'Virtuous circle' gives momentum to Chiltern Line: British Rail has to break down its accounts for possible franchisees. Christian Wolmar reports

FOR THE first time, British Rail is having to break down its accounts in order to show prospective franchisees, who will begin bidding for the first line some time next year, what revenues they can expect.

Nearly all the lines will require a continued subsidy from the Government in the form of the Franchise Director, whose job it will be to set the terms and conditions of franchises.

One of the early candidates for privatisation, though not in the first wave of seven, is the Chiltern Line, on the face of it a desirable route because pounds 85m has been invested in it over the last two years.

The line runs from Marylebone in London to Banbury (now extended to Birmingham) and Aylesbury, covering 103 miles and 30 stations. It has been completely upgraded, with new signalling, new trains and refurbished trains.

The idea was to have it as a showpiece line to prove that investment can result in increased passenger numbers and satisfaction, and consequently trains are more frequent.

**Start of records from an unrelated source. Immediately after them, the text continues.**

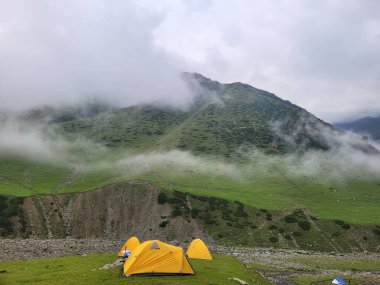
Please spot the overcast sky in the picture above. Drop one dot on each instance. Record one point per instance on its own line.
(321, 55)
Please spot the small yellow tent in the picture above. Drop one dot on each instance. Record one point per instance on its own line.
(130, 245)
(197, 249)
(154, 257)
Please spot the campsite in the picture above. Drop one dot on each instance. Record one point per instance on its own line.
(188, 142)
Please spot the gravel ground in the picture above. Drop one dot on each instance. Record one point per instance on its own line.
(277, 265)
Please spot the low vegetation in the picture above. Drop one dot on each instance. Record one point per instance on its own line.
(85, 270)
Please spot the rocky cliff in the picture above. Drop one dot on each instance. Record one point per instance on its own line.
(114, 212)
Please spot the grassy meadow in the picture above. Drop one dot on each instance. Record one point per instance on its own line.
(352, 199)
(85, 270)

According to Roger McDonald, the line's director, the investment has paid off handsomely: 'The number of passengers has increased by around a quarter since the work was finished in the autumn. And satisfaction levels on all counts, such as punctuality, journey times and helpfulness of staff are at record highs according to our surveys.'

He says it is a 'virtuous circle' with increased investment leading to more passengers, cheerful staff and more trains. It now has the highest passenger satisfaction scores on Network SouthEast. The service to Banbury was last month extended every two hours to Birmingham Snow Hill, opening a new 'civilised' route to the second city as an alternative to the hectic Euston shuttle.

Much of the cost of the investment is, therefore, being recouped through reduced maintenance of trains and track, one-person operated trains, and the concentration of signalling for the whole line into one box at the London end. However, in bald terms the line still loses money. Revenue, mostly from the 30,000 weekday commuters, is about pounds 14m per year and it still requires a subsidy of probably half that sum to balance the books.

There are about 400 staff, but that will be reduced by 100 when Railtrack, responsible for the infrastructure, takes over in April next year. Some of the 76 trains are lent to the Thames line, which operates out of Paddington, but this arrangement may end after privatisation since the two lines, jointly administered, are to be separated.

A prospective franchisee would, therefore, need to be confident that a subsidy will be available when bidding for the line. In theory, the bidder requiring the least subsidy will get the franchise, but in practice it is expected that most lines will only have one bidder, which will almost certainly include the existing management team as part of a consortium.

But managers like Mr McDonald will need to know exactly how the financial sums stack up before becoming involved in a bid, especially as they will be expected to put their houses up as collateral to make up a 'performance bond' to ensure the trains can run in case of bankruptcy.